NZX-listed PGG Wrightson agreed in June to buy half of the co-operative for $220 million, through a mixture of capital raising and debt.
Silver Fern shareholders approved the deal and PGG Wrightson was due to pay $145 million in September and $75 million by March.
However, PGG Wrightson could not finalise bank credits, blaming extreme financial market conditions.
Silver Fern Farms yesterday said it had no alternative but to terminate the agreement, after continuous discussion and an inability by PGG Wrightson to deliver any level of certainty as to a possible settlement date.
Chief executive Keith Cooper said the termination was a necessary step to provide certainty to shareholders and other stakeholders, including employees and suppliers.
"It enables us to move on and see whether any alternative arrangements between Silver Fern Farms and [PGG Wrightson] are feasible," Cooper said.
The Dunedin-based co-operative had not decided on the amount or form of compensation it would seek, he said.
PGG Wrightson last week said it was unlikely to be able to consummate the transaction in the current form within a timeframe acceptable to Silver Fern Farms.

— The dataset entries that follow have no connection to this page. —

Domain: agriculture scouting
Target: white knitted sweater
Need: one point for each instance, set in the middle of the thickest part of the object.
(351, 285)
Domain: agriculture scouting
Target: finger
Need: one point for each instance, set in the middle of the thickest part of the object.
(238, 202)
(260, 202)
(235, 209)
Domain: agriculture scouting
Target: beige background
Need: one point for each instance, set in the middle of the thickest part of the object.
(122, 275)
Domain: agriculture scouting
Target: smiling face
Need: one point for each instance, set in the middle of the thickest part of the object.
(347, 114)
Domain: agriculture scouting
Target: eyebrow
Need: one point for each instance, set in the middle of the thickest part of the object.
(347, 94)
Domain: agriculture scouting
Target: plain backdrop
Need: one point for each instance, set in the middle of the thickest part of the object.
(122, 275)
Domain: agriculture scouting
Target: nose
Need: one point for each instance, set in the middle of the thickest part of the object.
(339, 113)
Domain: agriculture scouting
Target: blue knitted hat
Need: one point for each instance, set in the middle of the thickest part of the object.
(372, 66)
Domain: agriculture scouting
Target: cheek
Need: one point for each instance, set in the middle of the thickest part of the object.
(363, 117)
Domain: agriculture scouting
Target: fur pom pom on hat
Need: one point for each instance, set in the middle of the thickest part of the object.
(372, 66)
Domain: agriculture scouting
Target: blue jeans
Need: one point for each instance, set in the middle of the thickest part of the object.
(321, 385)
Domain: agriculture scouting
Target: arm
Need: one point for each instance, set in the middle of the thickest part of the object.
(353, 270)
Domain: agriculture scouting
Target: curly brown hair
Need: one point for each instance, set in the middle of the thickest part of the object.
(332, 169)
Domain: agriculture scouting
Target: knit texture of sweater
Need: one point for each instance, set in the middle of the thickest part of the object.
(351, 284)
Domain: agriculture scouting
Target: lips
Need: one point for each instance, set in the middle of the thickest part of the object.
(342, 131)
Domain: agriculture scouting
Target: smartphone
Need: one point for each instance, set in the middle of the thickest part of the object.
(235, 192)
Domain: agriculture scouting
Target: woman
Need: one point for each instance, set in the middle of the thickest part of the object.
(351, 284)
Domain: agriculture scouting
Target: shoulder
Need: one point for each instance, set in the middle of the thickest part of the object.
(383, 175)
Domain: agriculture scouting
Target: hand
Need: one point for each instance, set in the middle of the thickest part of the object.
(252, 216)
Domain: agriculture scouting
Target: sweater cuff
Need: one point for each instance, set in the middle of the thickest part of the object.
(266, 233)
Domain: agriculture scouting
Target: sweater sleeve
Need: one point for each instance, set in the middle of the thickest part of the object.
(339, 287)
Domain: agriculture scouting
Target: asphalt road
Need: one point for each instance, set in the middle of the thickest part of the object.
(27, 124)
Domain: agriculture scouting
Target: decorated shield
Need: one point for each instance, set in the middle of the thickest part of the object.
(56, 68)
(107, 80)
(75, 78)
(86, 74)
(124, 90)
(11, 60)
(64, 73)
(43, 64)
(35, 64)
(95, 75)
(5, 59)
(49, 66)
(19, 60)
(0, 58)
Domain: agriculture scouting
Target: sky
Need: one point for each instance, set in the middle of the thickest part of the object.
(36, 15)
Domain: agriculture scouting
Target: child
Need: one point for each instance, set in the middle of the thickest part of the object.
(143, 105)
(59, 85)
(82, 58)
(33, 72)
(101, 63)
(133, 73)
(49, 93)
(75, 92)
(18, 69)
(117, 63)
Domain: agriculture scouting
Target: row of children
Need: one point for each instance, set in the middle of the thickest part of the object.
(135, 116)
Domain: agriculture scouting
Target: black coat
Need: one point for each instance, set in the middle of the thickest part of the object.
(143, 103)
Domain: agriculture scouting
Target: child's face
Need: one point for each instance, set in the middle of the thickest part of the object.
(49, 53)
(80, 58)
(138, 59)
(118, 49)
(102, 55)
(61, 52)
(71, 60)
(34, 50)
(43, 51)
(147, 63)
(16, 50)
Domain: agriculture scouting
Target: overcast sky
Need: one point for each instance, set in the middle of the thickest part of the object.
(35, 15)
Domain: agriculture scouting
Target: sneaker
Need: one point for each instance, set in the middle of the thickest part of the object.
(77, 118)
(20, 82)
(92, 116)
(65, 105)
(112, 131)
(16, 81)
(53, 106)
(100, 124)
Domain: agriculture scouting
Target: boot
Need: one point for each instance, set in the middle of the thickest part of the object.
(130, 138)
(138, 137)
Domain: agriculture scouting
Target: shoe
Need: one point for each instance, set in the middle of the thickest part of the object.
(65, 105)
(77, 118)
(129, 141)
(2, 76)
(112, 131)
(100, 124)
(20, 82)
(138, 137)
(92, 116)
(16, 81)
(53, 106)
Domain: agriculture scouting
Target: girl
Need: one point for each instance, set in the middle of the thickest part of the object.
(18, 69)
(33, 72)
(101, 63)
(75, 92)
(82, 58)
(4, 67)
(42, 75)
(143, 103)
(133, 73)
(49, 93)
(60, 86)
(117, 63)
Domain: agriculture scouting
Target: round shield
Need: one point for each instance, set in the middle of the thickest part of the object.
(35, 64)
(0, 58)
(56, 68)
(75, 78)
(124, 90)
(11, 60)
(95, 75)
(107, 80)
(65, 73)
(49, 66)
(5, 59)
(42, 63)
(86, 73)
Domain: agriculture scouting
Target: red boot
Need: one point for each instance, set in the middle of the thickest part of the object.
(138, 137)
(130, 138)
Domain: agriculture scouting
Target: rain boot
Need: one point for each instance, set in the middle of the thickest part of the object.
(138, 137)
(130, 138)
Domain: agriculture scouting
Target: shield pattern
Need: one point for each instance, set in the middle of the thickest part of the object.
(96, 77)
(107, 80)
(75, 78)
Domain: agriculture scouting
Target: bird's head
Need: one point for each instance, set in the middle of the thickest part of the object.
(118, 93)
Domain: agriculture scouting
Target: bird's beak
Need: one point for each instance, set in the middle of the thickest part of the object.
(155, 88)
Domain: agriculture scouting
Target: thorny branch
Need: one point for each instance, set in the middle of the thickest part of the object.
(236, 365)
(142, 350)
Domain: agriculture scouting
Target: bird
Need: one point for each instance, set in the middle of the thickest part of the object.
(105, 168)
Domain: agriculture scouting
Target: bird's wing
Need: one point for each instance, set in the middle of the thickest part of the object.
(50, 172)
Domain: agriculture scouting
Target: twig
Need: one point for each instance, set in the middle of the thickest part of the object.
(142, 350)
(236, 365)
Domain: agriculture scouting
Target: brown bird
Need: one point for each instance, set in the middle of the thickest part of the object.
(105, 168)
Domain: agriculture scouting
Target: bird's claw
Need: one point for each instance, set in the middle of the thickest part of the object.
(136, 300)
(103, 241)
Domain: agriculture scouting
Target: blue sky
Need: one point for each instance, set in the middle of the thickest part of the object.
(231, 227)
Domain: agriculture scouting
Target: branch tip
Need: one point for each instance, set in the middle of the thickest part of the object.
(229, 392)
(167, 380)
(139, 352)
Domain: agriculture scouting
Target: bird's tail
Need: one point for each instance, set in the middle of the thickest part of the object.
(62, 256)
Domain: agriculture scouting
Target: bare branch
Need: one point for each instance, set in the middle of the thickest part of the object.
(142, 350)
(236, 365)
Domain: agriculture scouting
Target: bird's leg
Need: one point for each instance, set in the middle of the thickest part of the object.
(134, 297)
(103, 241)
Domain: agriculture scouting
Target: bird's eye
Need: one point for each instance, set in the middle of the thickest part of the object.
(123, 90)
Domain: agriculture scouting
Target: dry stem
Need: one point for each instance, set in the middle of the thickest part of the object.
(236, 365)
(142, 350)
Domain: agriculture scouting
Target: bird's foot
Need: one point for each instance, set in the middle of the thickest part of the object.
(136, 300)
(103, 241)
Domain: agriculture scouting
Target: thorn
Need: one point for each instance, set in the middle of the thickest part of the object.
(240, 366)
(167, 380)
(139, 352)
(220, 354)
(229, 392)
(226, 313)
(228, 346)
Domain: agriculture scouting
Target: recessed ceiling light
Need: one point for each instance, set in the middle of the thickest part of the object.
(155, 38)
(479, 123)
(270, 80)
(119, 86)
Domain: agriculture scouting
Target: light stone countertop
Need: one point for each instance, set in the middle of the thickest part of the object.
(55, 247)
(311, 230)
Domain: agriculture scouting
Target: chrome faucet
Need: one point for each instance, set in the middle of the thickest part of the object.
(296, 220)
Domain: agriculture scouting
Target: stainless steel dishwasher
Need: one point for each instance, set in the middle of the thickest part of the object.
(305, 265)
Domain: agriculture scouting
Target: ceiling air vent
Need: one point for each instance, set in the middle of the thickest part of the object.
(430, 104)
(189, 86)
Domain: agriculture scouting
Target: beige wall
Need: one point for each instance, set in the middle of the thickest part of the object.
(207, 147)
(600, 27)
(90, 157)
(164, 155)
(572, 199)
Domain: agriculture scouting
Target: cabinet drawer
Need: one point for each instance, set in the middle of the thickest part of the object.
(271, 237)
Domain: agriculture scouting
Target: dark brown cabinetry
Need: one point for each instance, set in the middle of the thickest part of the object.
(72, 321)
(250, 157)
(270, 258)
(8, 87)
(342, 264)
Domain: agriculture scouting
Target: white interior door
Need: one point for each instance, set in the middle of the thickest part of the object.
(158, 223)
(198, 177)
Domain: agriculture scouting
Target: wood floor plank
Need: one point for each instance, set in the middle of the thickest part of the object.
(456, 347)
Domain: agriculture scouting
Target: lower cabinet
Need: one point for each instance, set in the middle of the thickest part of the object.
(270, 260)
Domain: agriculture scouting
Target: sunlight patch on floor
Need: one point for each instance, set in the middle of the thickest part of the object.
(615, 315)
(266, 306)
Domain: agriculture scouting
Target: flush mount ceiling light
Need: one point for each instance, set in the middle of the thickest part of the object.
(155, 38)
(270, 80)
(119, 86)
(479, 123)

The transaction had been part of a partnership arrangement, whereby the companies would work together to achieve higher returns for meat producers, PGG Wrightson said yesterday. Chairman Craig Norgate said the objective remained and discussions on the various options available would continue.
"These include different shareholding options and the potential to work together on procurement and other business functions," Norgate said.
The deal had been promoted as creating a plate-to-pasture supply chain and a platform for industry rationalisation.
It had been expected to generate annual short and long-term benefits of more than $60 million and up to $110 million respectively.
PGG Wrightson shares closed up 5c yesterday at $1.75.